The Darkest Season of My Life Became the Work I Was Meant to Do
Why I Still Share My Story
I still have dark days. I think most people do. What changed for me was what those days pushed me toward. They pushed me toward helping teens and parents so no one feels alone in the way my family once did.
I wrote my first mental health article in 2012. I was nervous to share it. Talking about depression as a man felt risky at the time. That post reached tens of thousands of people. It taught me that honesty connects people in a way nothing else does.
Life brought more pain after that. Losing Maddie changed my path. It taught me skills I never wanted to learn. Parenting a grieving family taught me even more. Those lessons shaped The MentorWell, and why it’s lead to programs like LifeLine Parenting Workshops and the Expedited Referral Network. They came from real life experiences.

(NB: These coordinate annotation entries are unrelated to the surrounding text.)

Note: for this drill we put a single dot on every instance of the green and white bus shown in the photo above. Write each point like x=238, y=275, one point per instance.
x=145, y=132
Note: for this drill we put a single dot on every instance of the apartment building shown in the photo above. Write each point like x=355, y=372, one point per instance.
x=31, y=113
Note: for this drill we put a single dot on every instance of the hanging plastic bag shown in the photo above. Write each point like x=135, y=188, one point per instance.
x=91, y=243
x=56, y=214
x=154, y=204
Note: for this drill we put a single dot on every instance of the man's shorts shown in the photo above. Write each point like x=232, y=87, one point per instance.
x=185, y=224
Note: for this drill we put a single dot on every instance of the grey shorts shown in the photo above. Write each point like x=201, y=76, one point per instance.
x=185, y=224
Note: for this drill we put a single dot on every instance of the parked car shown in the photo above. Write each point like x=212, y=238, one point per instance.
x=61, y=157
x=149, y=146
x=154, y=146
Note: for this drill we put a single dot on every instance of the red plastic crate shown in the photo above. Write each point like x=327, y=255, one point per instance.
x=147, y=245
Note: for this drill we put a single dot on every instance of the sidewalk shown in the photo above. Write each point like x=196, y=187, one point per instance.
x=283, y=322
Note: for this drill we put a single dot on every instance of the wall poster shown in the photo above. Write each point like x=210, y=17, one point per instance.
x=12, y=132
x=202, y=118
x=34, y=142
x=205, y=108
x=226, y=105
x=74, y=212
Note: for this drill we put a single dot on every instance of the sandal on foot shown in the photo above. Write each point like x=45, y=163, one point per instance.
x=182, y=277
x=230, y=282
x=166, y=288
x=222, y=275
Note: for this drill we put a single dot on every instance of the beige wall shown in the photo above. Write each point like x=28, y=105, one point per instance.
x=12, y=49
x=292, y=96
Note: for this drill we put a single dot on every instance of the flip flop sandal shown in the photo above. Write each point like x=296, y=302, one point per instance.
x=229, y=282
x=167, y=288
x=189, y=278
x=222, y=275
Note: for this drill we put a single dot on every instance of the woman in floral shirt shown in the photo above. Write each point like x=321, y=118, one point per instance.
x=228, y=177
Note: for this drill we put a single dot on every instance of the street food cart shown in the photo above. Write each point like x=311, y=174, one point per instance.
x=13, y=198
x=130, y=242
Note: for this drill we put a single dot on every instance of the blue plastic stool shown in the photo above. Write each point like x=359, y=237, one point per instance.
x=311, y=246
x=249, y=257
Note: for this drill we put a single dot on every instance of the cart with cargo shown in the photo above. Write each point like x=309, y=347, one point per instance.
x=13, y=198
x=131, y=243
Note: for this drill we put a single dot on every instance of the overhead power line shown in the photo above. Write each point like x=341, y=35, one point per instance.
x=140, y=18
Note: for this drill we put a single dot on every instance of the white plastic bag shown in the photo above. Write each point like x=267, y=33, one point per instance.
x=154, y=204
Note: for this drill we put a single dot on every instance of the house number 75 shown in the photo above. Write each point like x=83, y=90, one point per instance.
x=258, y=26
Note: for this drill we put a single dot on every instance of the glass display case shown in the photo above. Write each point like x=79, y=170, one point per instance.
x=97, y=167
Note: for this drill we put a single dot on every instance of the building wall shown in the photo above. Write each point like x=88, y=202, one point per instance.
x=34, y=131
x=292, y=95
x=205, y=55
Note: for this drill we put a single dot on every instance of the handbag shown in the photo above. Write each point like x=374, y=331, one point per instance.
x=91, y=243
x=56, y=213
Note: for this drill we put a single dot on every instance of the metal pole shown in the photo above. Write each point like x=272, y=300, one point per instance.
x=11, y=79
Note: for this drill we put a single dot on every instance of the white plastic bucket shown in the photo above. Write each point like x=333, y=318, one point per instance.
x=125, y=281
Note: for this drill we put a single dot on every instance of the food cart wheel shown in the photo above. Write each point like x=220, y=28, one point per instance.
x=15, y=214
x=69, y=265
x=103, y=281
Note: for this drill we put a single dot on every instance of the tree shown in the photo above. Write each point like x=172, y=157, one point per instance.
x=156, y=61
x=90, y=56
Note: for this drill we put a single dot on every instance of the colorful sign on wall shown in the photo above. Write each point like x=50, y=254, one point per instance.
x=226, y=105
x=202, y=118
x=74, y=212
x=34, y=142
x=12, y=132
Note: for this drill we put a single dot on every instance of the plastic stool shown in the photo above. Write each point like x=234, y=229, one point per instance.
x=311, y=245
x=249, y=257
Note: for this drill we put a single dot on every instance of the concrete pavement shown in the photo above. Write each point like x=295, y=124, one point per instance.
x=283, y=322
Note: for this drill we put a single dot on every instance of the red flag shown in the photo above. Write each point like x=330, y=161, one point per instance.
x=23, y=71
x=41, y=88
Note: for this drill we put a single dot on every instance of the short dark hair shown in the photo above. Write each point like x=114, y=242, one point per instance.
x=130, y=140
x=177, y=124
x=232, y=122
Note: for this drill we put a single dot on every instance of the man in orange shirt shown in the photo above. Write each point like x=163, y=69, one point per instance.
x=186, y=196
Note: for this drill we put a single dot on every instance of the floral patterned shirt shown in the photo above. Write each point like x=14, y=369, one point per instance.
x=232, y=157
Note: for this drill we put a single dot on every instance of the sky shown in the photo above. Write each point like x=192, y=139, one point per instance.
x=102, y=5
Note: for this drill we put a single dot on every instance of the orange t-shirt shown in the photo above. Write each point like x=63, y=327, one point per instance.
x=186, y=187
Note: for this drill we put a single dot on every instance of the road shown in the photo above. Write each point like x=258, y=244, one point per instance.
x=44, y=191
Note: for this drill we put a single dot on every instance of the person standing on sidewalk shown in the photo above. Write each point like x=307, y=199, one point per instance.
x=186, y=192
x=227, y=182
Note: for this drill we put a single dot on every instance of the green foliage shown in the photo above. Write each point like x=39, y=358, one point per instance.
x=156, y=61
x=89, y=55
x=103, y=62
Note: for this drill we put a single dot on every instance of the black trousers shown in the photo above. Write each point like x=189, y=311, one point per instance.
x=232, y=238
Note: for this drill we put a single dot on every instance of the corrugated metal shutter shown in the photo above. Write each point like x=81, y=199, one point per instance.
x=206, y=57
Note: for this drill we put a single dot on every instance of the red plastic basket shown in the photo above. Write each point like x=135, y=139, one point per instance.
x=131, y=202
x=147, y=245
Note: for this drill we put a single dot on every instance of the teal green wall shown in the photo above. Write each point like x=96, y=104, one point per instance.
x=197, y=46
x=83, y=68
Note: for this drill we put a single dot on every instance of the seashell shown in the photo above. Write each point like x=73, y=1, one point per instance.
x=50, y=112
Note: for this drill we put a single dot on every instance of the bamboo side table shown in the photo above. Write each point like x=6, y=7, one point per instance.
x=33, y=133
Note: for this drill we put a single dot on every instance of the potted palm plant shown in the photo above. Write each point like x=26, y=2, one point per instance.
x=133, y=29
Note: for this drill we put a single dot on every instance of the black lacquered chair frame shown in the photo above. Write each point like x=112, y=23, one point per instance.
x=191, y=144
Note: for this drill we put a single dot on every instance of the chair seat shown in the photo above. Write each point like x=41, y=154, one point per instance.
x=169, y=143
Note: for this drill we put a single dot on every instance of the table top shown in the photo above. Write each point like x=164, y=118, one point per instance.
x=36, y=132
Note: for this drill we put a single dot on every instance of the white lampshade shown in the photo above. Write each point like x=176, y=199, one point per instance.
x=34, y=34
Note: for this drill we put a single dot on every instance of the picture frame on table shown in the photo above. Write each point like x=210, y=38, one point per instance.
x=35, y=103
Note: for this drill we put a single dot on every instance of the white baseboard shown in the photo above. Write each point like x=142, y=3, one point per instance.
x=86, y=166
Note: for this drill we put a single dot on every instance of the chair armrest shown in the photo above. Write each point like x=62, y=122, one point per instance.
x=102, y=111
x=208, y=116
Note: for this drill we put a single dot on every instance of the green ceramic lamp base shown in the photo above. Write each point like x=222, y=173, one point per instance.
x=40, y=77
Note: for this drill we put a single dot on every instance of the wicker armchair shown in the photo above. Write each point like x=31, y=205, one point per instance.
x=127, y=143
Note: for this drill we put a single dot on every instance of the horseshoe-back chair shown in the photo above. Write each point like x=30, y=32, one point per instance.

Accepting the Person I Am Today
The way I have grown the most became clear only about six months ago. For years, I tried to get back to the person I was before losing Maddie in 2015. I kept pushing myself to return to that version of me.
Then something shifted. I was not meant to go back. I was meant to accept the person I have become. I do miss parts of my old self. The competitiveness. The speed. The ability to make tough decisions without hesitation. I would still trade all of that for the version of Chris I am today. A kinder and more emotionally aware man.
When I stopped resisting the change, I realized Maddie was still with me. It felt like she handed me the best parts of her. Her kindness. Her compassion. Those qualities live in me now. I feel her presence every day.
Lessons That Guide The MentorWell
I have learned that progress comes from looking back at where you started. When I measure backwards, I see growth through the hard days. I see how Maddie’s story has helped families talk about feelings that stay hidden. I still wish she were here. I always will. But her impact guides every part of this work.
The tools I relied on years ago still help today.
Gratitude. Healthy habits. Small simple steps. Time to pause.
Some days, getting through the day is enough. That is real life for many parents and teens. We do not need perfection. We need support.
If I could speak to my younger self, I would say this. It is okay to ask for help. It is okay to feel angry or lost. Feel it, then take the next small step forward. Those steps add up. They always do.
The MentorWell exist because of all these lessons. They exist so parents have a place to learn skills they were never taught. They exist so teens have someone who sees them and listens without judgment.
A Simple Reminder for Anyone Struggling
If you are struggling, take one day at a time. Reach out. You are not meant to do this alone. Your story may help someone else find their way forward.